Los labios de Lona se curvaron en una sonrisa depredadora. «¿En serio?».
«Sí. Sin ningún cargo».
«¿Y qué pasa la próxima vez que necesite tus servicios?».
«Te haré un descuento sustancial», ofreció apresuradamente.
«¿Cómo de sustancial?», insistió ella, inclinándose ligeramente hacia delante.
«¿Un veinte por ciento?». Las palabras salieron de su boca como una súplica desesperada.
«¿Estás seguro de que es tu mejor oferta?». Su tono se endureció como el acero al enfriarse.
«Cincuenta por ciento», espetó, con la desesperación filtrándose en cada sílaba.
«Y yo que pensaba que dirías «gratis»». Su decepción flotaba en el aire entre ellos.
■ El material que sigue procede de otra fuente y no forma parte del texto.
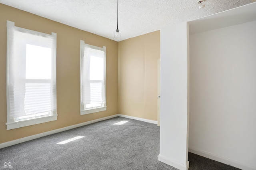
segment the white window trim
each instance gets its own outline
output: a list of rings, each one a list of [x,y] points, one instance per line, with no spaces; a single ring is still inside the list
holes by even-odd
[[[86,44],[87,46],[88,46],[92,48],[94,48],[94,49],[98,49],[99,50],[103,50],[104,52],[105,56],[104,56],[104,63],[105,64],[105,68],[104,68],[104,82],[105,82],[105,101],[106,103],[104,105],[103,107],[97,107],[96,108],[92,108],[86,109],[85,108],[85,106],[82,105],[82,51],[81,47],[82,45],[84,45],[85,44],[84,42],[84,41],[80,40],[80,115],[86,115],[88,114],[93,113],[94,113],[100,112],[102,111],[105,111],[107,110],[107,96],[106,95],[106,47],[105,46],[103,46],[102,47],[97,47],[96,46],[94,46],[90,45],[89,44]]]
[[[8,28],[10,27],[14,27],[15,26],[15,23],[14,22],[7,21],[7,24],[6,26],[7,27],[7,36],[8,35]],[[25,28],[23,28],[25,29]],[[32,31],[32,30],[30,30]],[[39,34],[42,35],[42,34],[45,34],[45,35],[49,35],[45,33],[43,33],[40,32],[36,32],[35,31],[32,31],[35,32],[38,32]],[[54,32],[52,32],[52,36],[53,36],[54,37],[55,39],[55,49],[54,51],[54,62],[55,64],[55,67],[54,67],[54,73],[55,74],[55,79],[54,80],[55,82],[55,85],[56,85],[56,46],[57,46],[57,34]],[[7,70],[8,70],[9,69],[9,49],[8,49],[8,46],[10,45],[11,42],[10,42],[10,40],[8,40],[8,38],[7,37],[7,58],[6,58],[6,69]],[[6,77],[7,77],[7,83],[8,83],[9,81],[9,71],[7,71],[6,72]],[[56,91],[57,91],[57,89],[56,89]],[[57,91],[56,91],[56,94],[57,95]],[[9,96],[9,87],[8,84],[6,84],[6,99],[7,99],[7,105],[10,105],[9,104],[9,101],[10,98]],[[57,102],[55,101],[56,103]],[[54,111],[52,111],[52,115],[47,115],[44,116],[41,116],[38,117],[35,117],[33,118],[32,118],[31,119],[28,120],[24,120],[22,121],[18,121],[15,122],[14,119],[11,119],[10,117],[10,111],[9,110],[9,108],[7,107],[7,123],[6,123],[6,125],[7,126],[7,129],[10,130],[12,129],[16,128],[18,128],[22,127],[24,127],[32,125],[34,125],[38,124],[40,123],[42,123],[46,122],[48,122],[51,121],[54,121],[57,120],[57,117],[58,115],[57,114],[57,108]]]

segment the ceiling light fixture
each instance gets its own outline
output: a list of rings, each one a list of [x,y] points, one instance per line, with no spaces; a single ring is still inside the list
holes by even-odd
[[[199,9],[202,8],[203,8],[204,7],[204,5],[203,4],[203,2],[204,2],[204,0],[199,0],[197,1],[197,3],[200,4],[199,7],[198,7]]]
[[[117,28],[114,31],[114,39],[118,40],[120,38],[121,32],[118,30],[118,0],[117,0]]]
A Luthen se le hizo un nudo en la garganta mientras reunía el poco valor que le quedaba. «No se pase. Tengo un negocio que mantener. Esta clínica no se ha construido a base de casos de caridad. Si sigue viniendo sin pagar, ¿no cree que eso levantará preguntas indeseables?».
Lona sopesó sus palabras y reconoció a regañadientes la lógica que había detrás de su desesperado razonamiento.